Canonical wiki instance: Meta's Glean + Angle (Source: sources/2025-01-01-meta-indexing-code-at-scale-with-glean).
Problem¶
When indexing multiple programming languages, two clients pull in opposite directions:
- Language-specific tools (C++ dead-include detection, Python decorator-aware tracing, Rust macro expansion) need full fidelity — the specific fields and cross-references their language's semantics require.
- Language-agnostic tools (code browser outlines, cross-language "give me all declarations in this file", cross-language doc rendering) need a uniform shape — they shouldn't have to learn every language's schema.
A naive design forces a choice:
- Union-everything schema — lose language-specific fidelity, kill the C++-specific analyses.
- Lowest-common-denominator schema — uniform but shallow, can't
express C++-specific dead
usingdetection.
Mechanism¶
Keep the language-specific schemas. Define the uniform view in the schema language as derived predicates — a view layer that projects over the underlying facts.
From Meta's post:
"Glean can provide this language-neutral view of the data by defining an abstraction layer in the schema itself — the mechanism is similar to SQL views if you're familiar with those. This means that we don't have to compromise between having detailed language-specific data or a lowest-common-denominator language- neutral view; we can have both." (Source: sources/2025-01-01-meta-indexing-code-at-scale-with-glean.)
Properties:
- Language-specific indexers populate native fact tables. Each language owns its schema.
- Derived predicates project/union/transform those facts into
cross-language views (e.g.
Declarationdefined as "a C++FunctionDeclaration, OR a PythonFunctionDef, OR a RustFn, …"). - Clients query the view. A code-browser outline query hits the uniform view without needing to dispatch on language.
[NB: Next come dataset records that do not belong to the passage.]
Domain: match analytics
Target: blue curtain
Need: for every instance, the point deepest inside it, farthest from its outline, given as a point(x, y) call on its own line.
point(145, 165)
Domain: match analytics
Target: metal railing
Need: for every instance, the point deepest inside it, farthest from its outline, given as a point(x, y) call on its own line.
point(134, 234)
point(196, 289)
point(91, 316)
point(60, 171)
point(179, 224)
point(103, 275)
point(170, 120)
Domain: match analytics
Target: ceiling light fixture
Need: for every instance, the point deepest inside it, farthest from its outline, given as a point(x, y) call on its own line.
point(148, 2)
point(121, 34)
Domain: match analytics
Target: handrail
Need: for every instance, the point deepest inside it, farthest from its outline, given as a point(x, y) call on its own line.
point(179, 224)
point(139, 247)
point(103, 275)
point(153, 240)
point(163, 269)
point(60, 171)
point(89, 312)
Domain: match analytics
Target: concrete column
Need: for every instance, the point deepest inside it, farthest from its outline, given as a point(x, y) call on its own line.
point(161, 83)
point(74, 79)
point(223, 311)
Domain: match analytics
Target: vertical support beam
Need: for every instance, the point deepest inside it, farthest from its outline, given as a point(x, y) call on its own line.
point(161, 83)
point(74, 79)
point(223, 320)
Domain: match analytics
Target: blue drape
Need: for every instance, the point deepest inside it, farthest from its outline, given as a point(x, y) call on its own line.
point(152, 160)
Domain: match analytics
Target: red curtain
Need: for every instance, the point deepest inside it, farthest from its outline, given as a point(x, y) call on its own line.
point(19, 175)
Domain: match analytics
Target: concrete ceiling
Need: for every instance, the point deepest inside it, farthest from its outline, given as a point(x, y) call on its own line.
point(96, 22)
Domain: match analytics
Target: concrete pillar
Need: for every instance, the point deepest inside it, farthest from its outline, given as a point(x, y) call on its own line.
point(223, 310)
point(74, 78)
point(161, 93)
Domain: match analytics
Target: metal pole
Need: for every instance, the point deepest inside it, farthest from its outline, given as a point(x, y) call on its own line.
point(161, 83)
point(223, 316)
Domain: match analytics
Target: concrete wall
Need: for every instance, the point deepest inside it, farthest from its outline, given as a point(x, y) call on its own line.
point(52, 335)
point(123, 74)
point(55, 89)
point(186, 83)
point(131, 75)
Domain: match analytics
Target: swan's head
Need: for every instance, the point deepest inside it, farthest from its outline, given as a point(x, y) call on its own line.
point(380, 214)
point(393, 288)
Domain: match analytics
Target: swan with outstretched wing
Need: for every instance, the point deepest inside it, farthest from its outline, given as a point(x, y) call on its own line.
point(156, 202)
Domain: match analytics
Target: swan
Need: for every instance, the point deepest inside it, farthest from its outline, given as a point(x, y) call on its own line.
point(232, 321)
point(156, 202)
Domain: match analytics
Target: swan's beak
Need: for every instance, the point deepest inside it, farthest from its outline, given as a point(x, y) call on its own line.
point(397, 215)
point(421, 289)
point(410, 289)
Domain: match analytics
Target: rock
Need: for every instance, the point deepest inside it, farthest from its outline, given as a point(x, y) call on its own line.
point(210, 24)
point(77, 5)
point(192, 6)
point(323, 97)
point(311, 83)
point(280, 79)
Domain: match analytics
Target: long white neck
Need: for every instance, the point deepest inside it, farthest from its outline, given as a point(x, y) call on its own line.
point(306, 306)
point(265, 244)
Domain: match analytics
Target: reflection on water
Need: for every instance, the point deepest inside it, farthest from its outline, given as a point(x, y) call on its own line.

- The original data is preserved. C++-specific analyses still query the C++ fact tables directly.
Two-layer consumer split¶
Glean's consumer structure maps cleanly onto the two layers:
- Glass queries the
language-neutral view layer for code-navigation operations
(
documentSymbols, Find References, Call Hierarchy). Consumers: code browser, code review, doc UI. - Specialised analyses (dead-
usingdetection, build-graph analysis) query the language-specific layer. Each analysis lives close to the language whose facts it touches.
Extension to non-code data¶
The pattern generalises past programming-language fact schemas: "Glean can store arbitrary non-programming-language data too." Examples on the wiki (named in the post, not deeply specified): build-dependency graphs, API-migration progress, test-coverage metadata. Each gets its own schema; derived-predicate views compose them with code-level facts.
Variants¶
- View-at-query-time — derivation evaluated per query. Cheap to maintain, pays at query latency. Works for light projections.
- View-materialised-ahead-of-time — derivation materialised into a derived-predicate table during indexing. More storage; amortised query cost. Glean supports both ("deriving information automatically, either on-the-fly at query time or ahead of time").
- Hybrid — materialise hot views; leave cold ones on-the-fly. The 2024-12-19 post doesn't disclose Glean's policy.
Trade-offs¶
- View drift. Add a new language → update the derived-predicate view to include its shape. Not free, but touches the schema layer only, not consumer code.
- Query planner complexity. Derivations mean more decisions for the query engine (is this view pre-materialised? can the join be pushed into language-specific layer?). Angle owns this complexity.
- View-shape ergonomics. The uniform view's schema is the intersection of what matters across languages, which can feel thin; specialised clients must drop to the language-specific layer anyway.
Why this matters architecturally¶
The pattern flips "do we build for generality or specialisation?" into "we build both, and the schema language makes it cheap." Meta's Glean post is the canonical statement: the generality decision is what let Glean extend from code-navigation to dead-code detection to RAG without rewrites.
Seen in¶
- sources/2025-01-01-meta-indexing-code-at-scale-with-glean — the canonical wiki reference for the pattern. Meta explicitly frames it as "similar to SQL views."